While the state of Arizona desperately tries to get more affordable housing, some past affordable units are going to market rates.

PEORIA, Ariz. — The Ironwood Estates served as a lifeline for Lakrysia Allen.

“Me and my children had come out of a situation of being homeless for 18 months. I had nowhere to go,” Allen said. "It brought security, it brought stability, it brought hope to me and my family."

The Ironwood Estates has been affordable housing for folks like Ms. Allen for years.

The development was built as part of the Low Income Housing Tax Credit (LIHTC) program, where the government helps pay for the development if the property is kept affordable.

That means the complexes often charge rent according to a renter's income, not the market rate.

However, recently prices have been going up for Allen and her neighbors.

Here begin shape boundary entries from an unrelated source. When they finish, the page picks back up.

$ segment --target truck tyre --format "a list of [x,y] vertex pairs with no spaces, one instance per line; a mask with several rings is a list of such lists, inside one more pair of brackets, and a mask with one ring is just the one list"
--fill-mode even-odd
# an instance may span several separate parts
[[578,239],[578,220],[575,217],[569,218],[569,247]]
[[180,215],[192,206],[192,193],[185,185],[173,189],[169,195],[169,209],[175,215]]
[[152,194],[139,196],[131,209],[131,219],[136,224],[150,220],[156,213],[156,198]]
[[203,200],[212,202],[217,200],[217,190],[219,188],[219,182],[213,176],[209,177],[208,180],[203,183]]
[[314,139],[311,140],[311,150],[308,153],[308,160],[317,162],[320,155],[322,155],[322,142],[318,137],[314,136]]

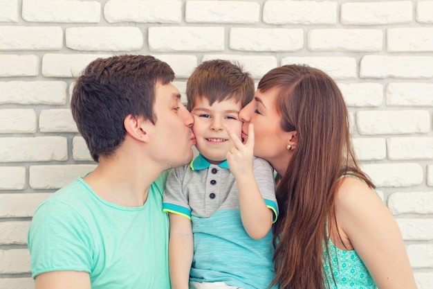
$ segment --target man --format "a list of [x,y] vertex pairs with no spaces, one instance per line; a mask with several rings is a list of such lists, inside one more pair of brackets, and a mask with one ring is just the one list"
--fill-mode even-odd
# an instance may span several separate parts
[[71,107],[93,159],[87,175],[37,209],[28,232],[36,289],[169,288],[168,168],[188,163],[192,115],[151,56],[98,59]]

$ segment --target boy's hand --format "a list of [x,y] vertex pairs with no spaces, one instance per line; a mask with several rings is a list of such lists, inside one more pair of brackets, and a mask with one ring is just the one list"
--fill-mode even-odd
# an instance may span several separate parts
[[254,128],[248,127],[248,139],[245,144],[232,130],[227,128],[232,147],[225,155],[230,172],[237,179],[241,175],[252,173],[252,151],[254,149]]

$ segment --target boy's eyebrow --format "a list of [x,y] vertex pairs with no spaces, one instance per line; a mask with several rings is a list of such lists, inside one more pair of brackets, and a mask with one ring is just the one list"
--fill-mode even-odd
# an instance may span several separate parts
[[181,98],[181,94],[173,93],[172,94],[172,96],[174,98]]
[[[202,110],[203,112],[212,112],[212,110],[209,110],[205,107],[194,107],[192,109],[192,110]],[[240,110],[224,110],[225,113],[230,113],[232,112],[234,114],[239,114]]]
[[254,97],[255,100],[256,100],[257,103],[261,103],[261,105],[263,105],[265,108],[266,108],[266,106],[265,105],[264,103],[263,103],[263,101],[261,101],[261,99],[260,99],[259,97],[257,96],[255,96]]

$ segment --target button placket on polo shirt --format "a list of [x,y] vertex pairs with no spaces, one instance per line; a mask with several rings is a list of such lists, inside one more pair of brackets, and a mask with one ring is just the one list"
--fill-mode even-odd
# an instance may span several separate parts
[[205,195],[206,214],[216,211],[221,205],[222,170],[216,165],[211,164],[208,169]]

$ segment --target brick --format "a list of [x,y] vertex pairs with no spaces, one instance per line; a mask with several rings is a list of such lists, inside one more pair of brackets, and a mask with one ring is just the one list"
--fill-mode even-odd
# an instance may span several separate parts
[[202,62],[212,59],[223,59],[240,64],[245,71],[249,72],[252,78],[260,79],[270,69],[277,67],[277,58],[270,55],[239,55],[233,54],[207,54]]
[[433,218],[398,218],[396,220],[405,240],[433,239]]
[[270,1],[263,6],[263,21],[268,24],[335,24],[337,3],[330,1]]
[[38,71],[36,55],[0,55],[0,77],[35,76]]
[[66,87],[64,81],[0,82],[0,104],[64,105]]
[[432,91],[432,83],[389,83],[386,89],[386,103],[389,106],[433,106]]
[[412,21],[410,1],[351,2],[341,5],[340,21],[344,25],[381,25]]
[[0,218],[32,217],[38,206],[50,195],[50,193],[0,193]]
[[242,51],[296,51],[303,46],[301,28],[232,28],[229,35],[229,47]]
[[433,28],[388,28],[387,44],[389,52],[432,52]]
[[45,77],[78,77],[92,61],[110,56],[112,55],[45,53],[42,58],[42,75]]
[[98,23],[101,4],[96,1],[23,0],[22,17],[29,22]]
[[433,137],[391,137],[387,148],[390,160],[433,159]]
[[433,213],[433,191],[392,193],[388,197],[388,208],[394,215]]
[[0,166],[0,190],[26,189],[26,167]]
[[34,189],[60,189],[95,167],[89,164],[30,166],[28,184]]
[[156,58],[167,62],[174,71],[177,78],[187,78],[197,66],[197,57],[179,54],[158,54]]
[[360,66],[360,78],[433,77],[433,58],[430,56],[365,55]]
[[387,145],[382,138],[353,138],[353,149],[357,159],[360,161],[374,161],[385,159],[387,157]]
[[241,1],[187,1],[185,21],[189,23],[255,24],[260,4]]
[[286,57],[281,64],[306,64],[319,69],[334,79],[356,78],[356,59],[351,57]]
[[35,281],[31,277],[0,278],[0,288],[3,289],[29,289],[34,286]]
[[433,244],[409,244],[407,255],[412,268],[433,268]]
[[79,51],[136,51],[144,43],[138,27],[71,27],[65,34],[66,47]]
[[433,288],[433,271],[414,272],[414,277],[415,277],[418,289]]
[[174,81],[173,85],[174,85],[178,89],[179,89],[179,92],[181,93],[181,100],[182,103],[186,105],[187,103],[187,82],[186,81]]
[[59,26],[0,26],[0,50],[60,50],[63,30]]
[[[410,119],[410,121],[407,120]],[[427,110],[360,111],[356,112],[360,134],[427,133],[430,130]]]
[[427,185],[433,186],[433,164],[427,166]]
[[378,187],[417,186],[424,176],[418,163],[364,164],[361,167]]
[[308,34],[312,51],[380,51],[383,43],[379,29],[311,29]]
[[18,22],[18,0],[0,0],[0,22]]
[[69,109],[44,110],[39,115],[39,130],[43,132],[77,132]]
[[383,85],[374,82],[338,83],[338,88],[349,107],[374,107],[383,101]]
[[27,245],[30,221],[0,222],[0,245]]
[[109,23],[180,24],[182,13],[181,1],[109,0],[104,6]]
[[28,273],[30,254],[27,249],[0,249],[0,274]]
[[72,139],[72,156],[75,161],[93,160],[82,137],[74,137]]
[[149,49],[158,52],[223,51],[223,27],[149,27]]
[[[433,24],[433,1],[420,1],[416,4],[416,21],[427,24]],[[432,286],[433,288],[433,286]]]
[[36,132],[36,112],[33,109],[0,110],[0,133]]
[[1,137],[0,162],[66,161],[64,137]]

"They said we are not doing any more low-income, and the rent is going up," Allen said. "From $1,500 to $2,400."

The reason? After 19 years, Ironwood Estates no longer has to keep its apartments affordable.

What is the low-income housing tax credit?

"The Low Income Housing Tax Credit Program was implemented in 1986, and it is a way to have a private investment in public housing," said the Arizona Department of Housing Director Deputy Director Ruby Dhillon.

According to Dhillon, the tax credit can cover up to 80% of a project. To take advantage of the credit, developers must agree to keep their units affordable for more than a decade. Most agreements want the properties to stay at affordable rates for 30 years. However, there is a loophole in the federal tax code that offers developments an out after the 15th year.

Dhillon said at year 14, developments can start the process of going to market rates.

That process is complex and takes time. A complex must do multiple mandated things, including marketing the property to going through a deregulation period. After going through all the mandated periods, a complex in Arizona can transition to market rates after 19 years.

Take Ironwood Estates as an example. The development went through a marketing period that commenced in 2018. Then Ironwood Estates went through a three-year "deregulation period." On Dec. 6, 2022, that deregulation period ended and the complex's 40 affordable units no longer had to play by the old rules allowing rents to skyrocket as leases came up.

"When you are transferring from an affordable housing community to market-rate rents, you are going to see a big jump," Dhillon said. "It definitely is happening. It’s happing very prevalently right now."

“Each state is looking at its own qualified allocation plan to see what they can do to kinda stopgap this loophole that is in the code," Dhillon said.

So what can be done?

Arizona's plan is a point system.

Arizona uses a point system to help decide who gets the tax credit.

Competition for the tax credit is intense. A little more than a decade ago, the Housing Department changed its point system, offering more points to developers if they waived the right to become affordable after 15 years.

Since then, every developer awarded a Low Income Housing Tax Credit has decided to waive their ability to transition to market rates after 15 years.

Arizona should reap the benefit in a few years but there are still complexes in the meantime that will transition to market-rate apartments.